За это он обнимал ее сейчас, а она, не просыпаясь, прижималась к нему в ответ, даже носом терлась о плечо.
Артур невольно улыбался и вспомнил день, когда она встречала его в Жодино.
Он выходил после двадцати пяти суток административного ареста. Его слепило солнце, хотя это был конец сентября. Он прикрывал глаза, рукой делая подобие козырька, и видел Машу, которая бросалась ему навстречу и крепко обнимала.
– Я так за тебя боялась, – шептала она.
– Да что мне будет? – отвечал он ей так небрежно, словно все это было пустяками, хотя отчасти так оно и было.
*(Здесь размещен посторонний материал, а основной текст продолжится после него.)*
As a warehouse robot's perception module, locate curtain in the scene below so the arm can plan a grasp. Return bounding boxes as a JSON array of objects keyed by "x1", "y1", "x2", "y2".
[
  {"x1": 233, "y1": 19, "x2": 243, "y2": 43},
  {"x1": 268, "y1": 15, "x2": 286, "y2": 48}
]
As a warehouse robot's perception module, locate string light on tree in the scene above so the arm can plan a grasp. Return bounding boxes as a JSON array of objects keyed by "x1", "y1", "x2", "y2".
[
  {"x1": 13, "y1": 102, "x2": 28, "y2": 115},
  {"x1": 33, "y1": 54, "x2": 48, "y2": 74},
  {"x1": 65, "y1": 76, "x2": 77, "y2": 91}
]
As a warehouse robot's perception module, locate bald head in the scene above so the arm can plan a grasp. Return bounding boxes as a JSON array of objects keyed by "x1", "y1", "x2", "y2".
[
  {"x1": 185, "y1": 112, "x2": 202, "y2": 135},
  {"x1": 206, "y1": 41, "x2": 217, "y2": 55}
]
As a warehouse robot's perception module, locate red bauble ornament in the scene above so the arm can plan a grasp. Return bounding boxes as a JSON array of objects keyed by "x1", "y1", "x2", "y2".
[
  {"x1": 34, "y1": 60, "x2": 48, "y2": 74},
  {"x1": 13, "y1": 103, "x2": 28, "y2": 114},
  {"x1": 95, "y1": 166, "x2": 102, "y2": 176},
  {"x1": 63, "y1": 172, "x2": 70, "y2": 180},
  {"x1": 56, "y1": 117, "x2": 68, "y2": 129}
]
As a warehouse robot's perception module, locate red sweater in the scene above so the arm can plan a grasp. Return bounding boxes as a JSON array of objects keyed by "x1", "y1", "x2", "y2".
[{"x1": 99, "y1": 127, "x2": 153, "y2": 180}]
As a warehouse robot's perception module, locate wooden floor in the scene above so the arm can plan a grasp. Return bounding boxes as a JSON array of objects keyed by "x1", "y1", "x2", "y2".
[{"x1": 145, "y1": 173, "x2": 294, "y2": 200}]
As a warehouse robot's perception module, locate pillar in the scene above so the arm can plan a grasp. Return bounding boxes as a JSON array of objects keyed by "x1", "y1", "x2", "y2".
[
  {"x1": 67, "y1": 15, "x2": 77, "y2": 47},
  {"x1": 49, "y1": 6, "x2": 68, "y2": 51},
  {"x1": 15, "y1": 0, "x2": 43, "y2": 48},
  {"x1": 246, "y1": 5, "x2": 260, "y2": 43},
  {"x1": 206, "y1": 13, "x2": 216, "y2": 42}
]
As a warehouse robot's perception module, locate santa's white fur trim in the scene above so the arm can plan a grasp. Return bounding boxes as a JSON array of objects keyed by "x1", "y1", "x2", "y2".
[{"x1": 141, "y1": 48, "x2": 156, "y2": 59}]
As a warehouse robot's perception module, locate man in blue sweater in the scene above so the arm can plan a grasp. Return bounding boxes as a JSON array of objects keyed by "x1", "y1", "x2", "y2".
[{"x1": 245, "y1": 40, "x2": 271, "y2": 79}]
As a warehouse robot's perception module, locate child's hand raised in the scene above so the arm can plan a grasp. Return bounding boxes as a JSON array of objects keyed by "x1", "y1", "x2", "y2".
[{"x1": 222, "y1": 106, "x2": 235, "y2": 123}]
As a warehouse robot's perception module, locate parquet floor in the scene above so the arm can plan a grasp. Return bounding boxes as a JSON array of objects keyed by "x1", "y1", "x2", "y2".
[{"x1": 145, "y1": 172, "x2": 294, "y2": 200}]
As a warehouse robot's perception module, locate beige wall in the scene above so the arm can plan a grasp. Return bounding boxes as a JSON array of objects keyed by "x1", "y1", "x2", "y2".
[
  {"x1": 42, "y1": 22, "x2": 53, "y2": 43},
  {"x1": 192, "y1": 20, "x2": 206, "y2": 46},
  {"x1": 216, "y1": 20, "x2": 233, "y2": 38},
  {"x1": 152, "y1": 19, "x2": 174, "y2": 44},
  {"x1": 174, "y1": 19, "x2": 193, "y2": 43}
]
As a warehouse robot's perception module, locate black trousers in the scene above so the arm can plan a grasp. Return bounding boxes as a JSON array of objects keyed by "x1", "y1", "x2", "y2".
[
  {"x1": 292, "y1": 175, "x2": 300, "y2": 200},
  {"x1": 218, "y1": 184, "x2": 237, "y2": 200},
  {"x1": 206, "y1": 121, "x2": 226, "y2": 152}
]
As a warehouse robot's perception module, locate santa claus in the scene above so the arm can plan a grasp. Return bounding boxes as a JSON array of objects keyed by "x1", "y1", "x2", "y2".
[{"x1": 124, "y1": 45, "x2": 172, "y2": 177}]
Сидеть в Жодино в сентябре было не так уж и гадко. Все как в плохом летнем лагере. Еда едва сносная. Шконка неудобная, матрас старый, но он хотя бы был[69]. Прогулки в тесном дворике, и курить разрешают – не всегда, но часто. Культурная программа никакая. Компания при этом идеальная. Сплошь свои такие же «рецидивисты» политические: многодетные отцы, специалисты IT-сферы, переводчики, экономисты. Можно стартапы создавать. Все вокруг развлекались, как могли: лепили из хлеба все, даже шахматы, сочиняли стихи, наигрывали протестные песни пальцем прямо по столу, учили языки, например, испанский и китайский, чтобы не скучно было, а он не мог влиться в эту атмосферу. Что-то ему мешало, потому он читал все, что было под рукой[70], а потом находил в книжке Машино послание.
67
В августе с Окрестина на одной скорой вывозили несколько человек, а затем развозили их по больницам города в зависимости от травмы.
68
Если переводить с белорусского языка, то значение будет самым верным: борец, но в политическом контексте Республики Беларусь это значит быть оппозиционером в широком смысле этого слова. Пропаганда при этом использует данный термин только в оскорбительном контексте.
69
В две тысячи двадцать первом году матрасов для политических заключенных, отбывающих сутки, уже не существовало. В ноябре две тысячи двадцатого года истории с отобранными матрасами были единичными.
70
В сентябре книги еще принимали, а к концу октября перестали, но склады книг в политических камерах сохранились до весны две тысячи двадцать первого года.